Splenomegaly is a common sign of malaria infection due to any species; however, its absence does not rule out malaria. Filled with red cells containing mature and growing parasites, spleen rapidly enlarges in acute malaria and feels soft. After repeated exposure, spleen becomes larger and firm to hard owing to fibrosis. A massive enlargement of the spleen, termed as hyperreactive malarial splenomegaly(HMS), is seen in about 10% of the residents living in malarious areas like Africa, SE Asia, Srilanka and some parts of India. It is commonly seen in older children and young adults; however, a few cases in young children have also been reported. An aberrant immune response to recurrent malarial infection resulting in polyclonal B cell activation by an unidentified malaria mitogen, unregulated production of immunoglobulin M, cryoglobulins and autoantibodies and reticuloendothelial cell hyperplasia are believed to cause HMS. It is often accompanied by lassitude, fever, weight loss and hepatomegaly. Rarely, cases with HMS can develop acute haemolysis, severe anemia and fever, which may be even fatal, and this has been termed as fulminant tropical splenomegaly syndrome.[108-113]

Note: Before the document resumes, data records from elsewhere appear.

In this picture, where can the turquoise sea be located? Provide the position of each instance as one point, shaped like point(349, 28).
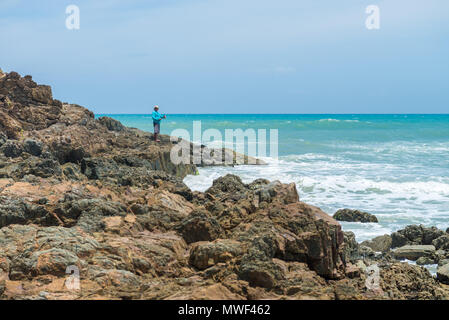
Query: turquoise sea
point(394, 166)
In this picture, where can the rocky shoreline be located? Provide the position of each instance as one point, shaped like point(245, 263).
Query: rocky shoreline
point(86, 194)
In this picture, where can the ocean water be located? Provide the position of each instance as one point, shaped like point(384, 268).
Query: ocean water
point(394, 166)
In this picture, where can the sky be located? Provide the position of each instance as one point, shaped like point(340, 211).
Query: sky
point(234, 56)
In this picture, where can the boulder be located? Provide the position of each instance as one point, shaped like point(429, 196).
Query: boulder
point(415, 235)
point(206, 254)
point(442, 242)
point(200, 226)
point(33, 147)
point(12, 149)
point(443, 274)
point(413, 252)
point(111, 124)
point(349, 215)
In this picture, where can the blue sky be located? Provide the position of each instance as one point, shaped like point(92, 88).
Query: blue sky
point(234, 56)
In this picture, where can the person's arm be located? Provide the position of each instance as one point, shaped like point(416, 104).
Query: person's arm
point(156, 116)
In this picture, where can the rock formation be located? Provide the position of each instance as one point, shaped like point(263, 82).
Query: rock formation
point(87, 196)
point(349, 215)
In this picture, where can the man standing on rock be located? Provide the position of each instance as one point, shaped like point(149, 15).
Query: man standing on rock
point(157, 117)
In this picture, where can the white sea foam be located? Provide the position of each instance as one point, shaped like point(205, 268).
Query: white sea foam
point(332, 183)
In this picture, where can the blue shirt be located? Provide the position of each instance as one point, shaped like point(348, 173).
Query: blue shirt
point(156, 117)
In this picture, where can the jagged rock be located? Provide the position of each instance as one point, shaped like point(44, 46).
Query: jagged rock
point(20, 212)
point(413, 252)
point(108, 200)
point(3, 138)
point(379, 244)
point(442, 242)
point(32, 147)
point(349, 215)
point(421, 261)
point(415, 235)
point(12, 149)
point(351, 247)
point(111, 124)
point(443, 274)
point(199, 226)
point(405, 281)
point(443, 262)
point(205, 255)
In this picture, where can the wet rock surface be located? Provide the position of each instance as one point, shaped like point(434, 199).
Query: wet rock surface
point(91, 195)
point(350, 215)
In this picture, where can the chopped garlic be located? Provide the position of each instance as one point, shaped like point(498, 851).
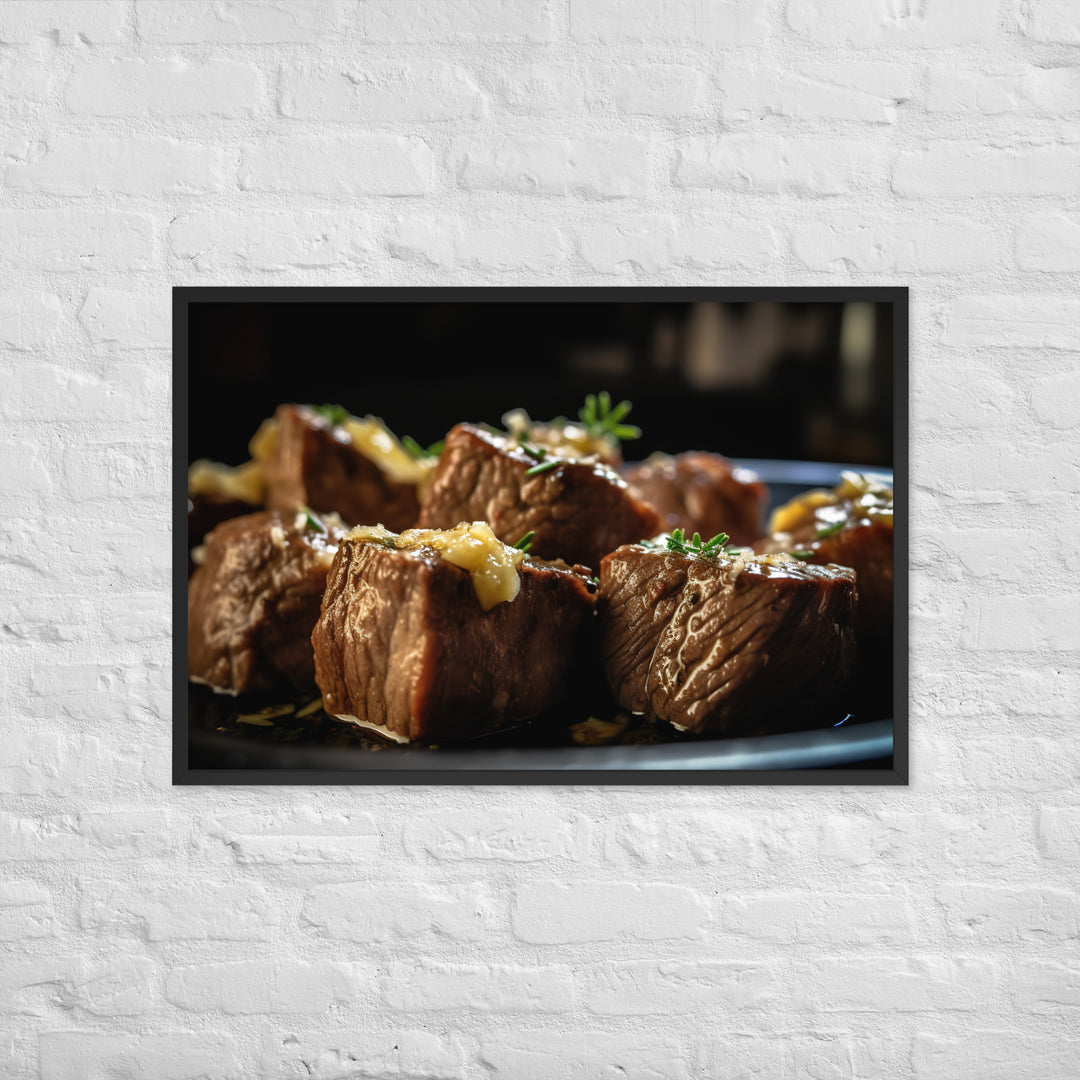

Complications such as splenitis, splenic infarction, abscess, haematoma formation, rupture, hypersplenism, ectopic spleen, torsion or cyst formation have also been reported. Rupture of the enlarged spleen, particularly in P. vivax malaria, manifests with acute abdominal pain, hypotension and anemia. Splenic infarction can occur very rarely in P. falciparum as well as P. vivax infections, manifesting with left upper abdominal pain that may radiate to the left shoulder.[114-120]
Certain unique retinal changes, first described in children with cerebral malaria, have now been validated as specific signs of cerebral malaria in both children and adults. Malarial retinopathy consists of retinal whitening affecting the macula, white or orange discoloration of retinal vessels in the peripheral fundus, retinal hemorrhages and papilledema; the first two of these abnormalities are specific to malaria, not seen in other ocular or systemic conditions. These changes are related to microvascular obstruction of severe falciparum malaria and correlate with disease severity and coma.[121,122]
Malaria not only manifests with many symptoms that are non-specific and akin to any infective disease, but also can increase the susceptibility to other bacterial infections, particularly in severe disease, pregnancy and children. Respiratory tract infections, urinary tract infections (following catheterization) and bacterial septicemia can occur in patients of malaria. Non-typhoidal Salmonella bacteremia can occur, particularly in children, probably due to the deranged gut wall defences due to sequestration of parasitized red cells in the splanchnic circulation that allow the enteric bacteria to gain access into the circulation. Considerable overlap between the manifestations of severe malaria and infections like pneumonia and meningitis can make the diagnosis and treatment difficult. Other mosquito borne diseases common in the tropics may also co-exist with malaria and rarely, opportunistic infections like Cryptococcal meningitis have also been reported. [29,48,123-127]
Thus, malaria can manifest with myriad symptoms and signs. Although atypical manifestations are more often reported in P. falciparum infections, no malaria can be an exception. Considering the fact that malaria is a multi-system disease, many of the above mentioned clinical features can occur in various combinations. Therefore, the treating clinician should be alert to the possibility of malaria in any clinical situation, particularly in the malaria endemic areas and while treating symptomatic travelers returning from malarious areas. A simple blood test to look for malaria parasites can be life saving.